RISCHI DA PETROLIO: NON SOLO L’ESTRAZIONE MA ANCHE IL TRASPORTO

Spesso quando si parla dei rischi da petrolio ci si concentra solo sull’estrazione: ma purtroppo c’è molto di più. Ce lo ricorda in questi giorni l’ennesimo nuovo disastro ambientale in mare causato da 400 mila litri di petrolio al largo delle coste di Santa Barbara in California, per un guasto alla conduttura della Plains all american pipeline. Il mare è ora nero di catrame: il petrolio oltre che in acqua è finito sui sassi, sulla sabbia e a riva per una lunghezza di costa di 16 km portando alla chiusura delle spiagge e all’evacuazione dei campeggi con gravi riflessi sull’economia della zona che deve molto al turismo.

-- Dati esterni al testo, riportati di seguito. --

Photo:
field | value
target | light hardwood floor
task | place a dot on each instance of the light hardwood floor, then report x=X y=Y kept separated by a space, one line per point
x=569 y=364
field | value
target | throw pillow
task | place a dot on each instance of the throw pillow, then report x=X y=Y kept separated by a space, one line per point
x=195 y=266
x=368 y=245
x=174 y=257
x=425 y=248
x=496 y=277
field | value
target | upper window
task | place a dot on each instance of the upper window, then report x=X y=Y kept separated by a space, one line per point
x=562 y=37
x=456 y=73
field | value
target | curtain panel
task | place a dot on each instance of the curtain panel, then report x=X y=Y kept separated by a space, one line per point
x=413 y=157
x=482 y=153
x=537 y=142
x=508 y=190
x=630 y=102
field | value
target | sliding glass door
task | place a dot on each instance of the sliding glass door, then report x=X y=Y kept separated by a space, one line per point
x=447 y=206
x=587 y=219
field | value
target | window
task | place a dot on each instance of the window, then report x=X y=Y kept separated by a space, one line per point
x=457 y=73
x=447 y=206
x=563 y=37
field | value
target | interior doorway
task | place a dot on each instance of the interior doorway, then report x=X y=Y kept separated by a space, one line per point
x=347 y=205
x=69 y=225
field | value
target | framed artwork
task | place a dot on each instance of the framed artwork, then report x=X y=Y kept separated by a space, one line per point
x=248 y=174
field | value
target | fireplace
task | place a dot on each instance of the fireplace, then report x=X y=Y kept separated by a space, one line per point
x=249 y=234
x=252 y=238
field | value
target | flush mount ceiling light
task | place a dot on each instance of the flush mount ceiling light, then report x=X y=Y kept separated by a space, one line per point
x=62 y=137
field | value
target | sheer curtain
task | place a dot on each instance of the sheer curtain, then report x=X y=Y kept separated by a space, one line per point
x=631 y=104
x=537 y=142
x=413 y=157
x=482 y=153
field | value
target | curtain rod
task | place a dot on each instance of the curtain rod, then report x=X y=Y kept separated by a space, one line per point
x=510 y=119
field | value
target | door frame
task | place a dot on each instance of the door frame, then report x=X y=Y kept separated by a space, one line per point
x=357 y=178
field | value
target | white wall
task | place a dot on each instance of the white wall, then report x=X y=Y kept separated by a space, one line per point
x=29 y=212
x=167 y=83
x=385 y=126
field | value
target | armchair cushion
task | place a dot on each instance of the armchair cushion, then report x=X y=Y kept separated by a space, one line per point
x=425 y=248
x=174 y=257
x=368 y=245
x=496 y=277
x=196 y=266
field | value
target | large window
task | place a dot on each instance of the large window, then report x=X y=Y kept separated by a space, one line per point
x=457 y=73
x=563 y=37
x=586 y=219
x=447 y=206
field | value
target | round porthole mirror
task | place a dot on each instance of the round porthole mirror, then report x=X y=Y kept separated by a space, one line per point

Le operazioni di pulizia sono così difficili e i danni così vasti che il governatore della California si è visto costretto a proclamare lo stato di emergenza nella zona turistica di Santa Barbara, località a nord-ovest di Los Angeles.

Gli sversamenti di petrolio non sono mai un incidente, bensì la diretta conseguenza di misure di controllo e prevenzione insufficienti, adottate da compagnie petrolifere che mettono il loro interesse davanti ogni rischio per l’ambientale e per la salute umana.

Ciò che accaduto in California può purtroppo accadere anche da noi a causa dell’oleodotto di 35 km, di cui 6,5 in mare, che la società Irminio intende costruire per sfruttare i pozzi che vorrebbe scavare lungo il fiume Irminio. In tal caso allora, si potrebbe dire addio al turismo di cui tanti si riempiono la bocca.

A quanti incidenti dovremo ancora assistere prima che i nostri governi e i nostri amministratori capiscano che occorre imboccare un’altra strada? Non è bastato l’inquinamento delle acque potabili di Santa Croce Camerina in concomitanza della perforazione del Pozzo S.Anna di proprietà della Enimed, Irminio ed Edison ? Alla necessità di un cambio radicale del modello energetico ci sono arrivati anche in Arabia Saudita, primo produttore mondiale di petrolio. Il potentissimo ministro del petrolio del Regno, Ali al-Naim, prevede un futuro senza petrolio, e neppure tanto lontano: nel 2040, 2050.  Riad, ha sostenuto Al Naimi, intende “diventare una potenza globale nell’energia solare ed eolica”.

Riteniamo che il comune di Ragusa, prima di decidere (auspichiamo negativamente) sul rilascio della concessione edilizia alla soc. Irminio per le ricerche petrolifere nella vallata del fiume, debba pensare attentamente alle conseguenze che potrebbe avere quella scelta. Proponiamo invece che faccia come gli arabi, investa le risorse delle royalty petrolifere nella transizione verso un modello energetico a bassa emissione di CO2, per il bene dell’ambiente, della salute, dell’economia e del lavoro. Si sa infatti che investire in rinnovabili ed efficienza energetica permette di creare molti ma molti posti di lavoro in più del settore petrolifero.